I can't really move the definitions — a lot of them are part of shared libraries used in multiple clj and cljs projects


delays are potentially interesting... are you saying that anything wrapped in a delay won't be included in the compilation output unless it's actually used?


I'm already defining my own versions of schema.core/def, schema.core/defn etc, so I suppose I could just make them work with delays transparently


last time I checked delay is eliminated if never deref'd regardless of what is in it


could there be some automated way to figure out which schemas I need to emit?


...actually, it seems like there's a Closure annotation ( that could be used to mark functions as side effect-free. Couldn't this be used to help the Closure compiler eliminate the problematic code?

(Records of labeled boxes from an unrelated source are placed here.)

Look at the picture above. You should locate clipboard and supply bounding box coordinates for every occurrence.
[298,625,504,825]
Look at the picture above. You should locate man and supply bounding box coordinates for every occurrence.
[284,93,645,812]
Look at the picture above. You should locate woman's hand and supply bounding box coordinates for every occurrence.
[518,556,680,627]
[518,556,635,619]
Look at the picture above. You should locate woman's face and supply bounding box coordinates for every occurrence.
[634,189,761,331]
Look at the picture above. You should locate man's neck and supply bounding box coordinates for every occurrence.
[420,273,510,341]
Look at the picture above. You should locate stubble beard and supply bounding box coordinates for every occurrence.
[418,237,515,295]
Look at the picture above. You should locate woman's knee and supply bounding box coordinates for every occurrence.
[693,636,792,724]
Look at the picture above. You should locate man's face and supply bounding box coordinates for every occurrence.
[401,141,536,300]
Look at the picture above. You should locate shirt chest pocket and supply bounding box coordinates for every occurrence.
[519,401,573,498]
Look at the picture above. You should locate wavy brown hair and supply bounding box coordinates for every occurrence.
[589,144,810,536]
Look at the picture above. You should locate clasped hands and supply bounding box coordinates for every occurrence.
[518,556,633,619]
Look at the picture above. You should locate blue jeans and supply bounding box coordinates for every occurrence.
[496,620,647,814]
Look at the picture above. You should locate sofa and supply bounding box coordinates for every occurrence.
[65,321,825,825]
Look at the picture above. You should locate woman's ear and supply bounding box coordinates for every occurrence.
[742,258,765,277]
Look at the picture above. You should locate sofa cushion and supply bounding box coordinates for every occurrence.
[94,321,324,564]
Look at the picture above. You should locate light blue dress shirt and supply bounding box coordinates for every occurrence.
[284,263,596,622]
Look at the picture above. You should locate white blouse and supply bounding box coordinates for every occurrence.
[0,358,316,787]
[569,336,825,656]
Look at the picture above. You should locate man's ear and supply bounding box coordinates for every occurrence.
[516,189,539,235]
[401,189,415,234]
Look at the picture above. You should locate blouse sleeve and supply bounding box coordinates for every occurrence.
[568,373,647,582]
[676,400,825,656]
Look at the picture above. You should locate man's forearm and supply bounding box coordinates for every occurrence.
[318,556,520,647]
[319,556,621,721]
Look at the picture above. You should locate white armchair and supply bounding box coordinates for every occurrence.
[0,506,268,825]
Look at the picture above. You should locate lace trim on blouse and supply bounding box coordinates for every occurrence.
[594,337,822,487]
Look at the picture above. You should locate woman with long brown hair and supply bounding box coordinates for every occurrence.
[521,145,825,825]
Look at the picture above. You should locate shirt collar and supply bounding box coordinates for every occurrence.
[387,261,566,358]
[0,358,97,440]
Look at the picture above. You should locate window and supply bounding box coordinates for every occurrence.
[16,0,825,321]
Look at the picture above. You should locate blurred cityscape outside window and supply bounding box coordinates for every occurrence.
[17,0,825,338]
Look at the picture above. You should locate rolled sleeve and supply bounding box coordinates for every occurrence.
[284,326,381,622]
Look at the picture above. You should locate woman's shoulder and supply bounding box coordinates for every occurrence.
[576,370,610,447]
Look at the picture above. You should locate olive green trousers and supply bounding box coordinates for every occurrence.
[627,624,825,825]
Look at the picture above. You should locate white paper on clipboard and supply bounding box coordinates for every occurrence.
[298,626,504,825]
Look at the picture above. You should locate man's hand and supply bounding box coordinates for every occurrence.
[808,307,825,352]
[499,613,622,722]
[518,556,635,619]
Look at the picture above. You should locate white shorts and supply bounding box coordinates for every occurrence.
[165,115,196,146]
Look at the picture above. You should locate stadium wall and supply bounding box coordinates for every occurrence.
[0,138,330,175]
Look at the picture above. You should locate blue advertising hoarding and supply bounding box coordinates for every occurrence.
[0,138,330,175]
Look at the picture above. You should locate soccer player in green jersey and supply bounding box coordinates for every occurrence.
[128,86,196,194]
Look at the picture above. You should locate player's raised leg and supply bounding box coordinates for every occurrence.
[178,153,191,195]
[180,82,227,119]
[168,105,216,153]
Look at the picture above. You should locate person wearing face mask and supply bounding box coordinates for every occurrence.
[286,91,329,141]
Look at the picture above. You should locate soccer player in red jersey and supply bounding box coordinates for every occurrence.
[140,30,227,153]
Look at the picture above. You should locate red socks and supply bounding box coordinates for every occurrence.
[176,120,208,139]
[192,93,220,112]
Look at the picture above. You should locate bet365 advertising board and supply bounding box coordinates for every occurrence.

it cannot - only supported in externs


I'm attempting to read and write files in clojurescript by transliterating the code I found in The translteration of the file read code was somewhat simple, and using the pointers in, I was able to get it working fairly easily. However, writing seems more involved. I am translating the following code:

async function writeFile(contents) {
  const handle = await window.showSaveFilePicker();
  // Create a FileSystemWritableFileStream to write to.
  const writable = await handle.createWritable();
  // Write the contents of the file to the stream.
  await writable.write(contents);
  // Close the file and write the contents to disk.
  await writable.close();
According to the advice in the promise-interop guide, this should translate to (something like):
(defn save-file
  (let [writeable (-> (. js/window showSaveFilePicker)
                      (.then #(.createWritable %)))]
    (.then (fn [writeable]
             (-> (.write writeable data)
                 (.then #(.close writeable)))))))
However, when I try to run this, I get the following error:
./cljs-runtime/atlas.complexes.js:472 Uncaught TypeError: (intermediate value).then is not a function
    at Object.atlas$complexes$save_file [as save_file]
I'm pretty sure that something in my translation of the close is messed up. Anyone have any ideas as to where my translation is going wrong and how to right it?


Your second .then is not called on a promise with a function as an argument. Instead, you call it on the (fn [writable] ...) function, with no arguments.


(-> (.showSaveFilePicker js/window)
    (.then (fn [^js handle]
             (.createWritable handle)))
    (.then (fn [^js writable]
             (-> (.write contents)
                 (.then (fn [_]
                          (.close writable)))))))
or something like that.


Thank you. I'll give it a try.


I messed about with it a little bit. It turns out that this is the magic formula:

(-> (.showSaveFilePicker js/window)
    (.then (fn [^js handle]
             (.createWritable handle)))
    (.then (fn [^js writable]
             (-> (.write writable contents)
                 (.then (fn [_]
                          (.close writable))))))))
Thanks for your help!


Ah, right, missed that writable in there. NP!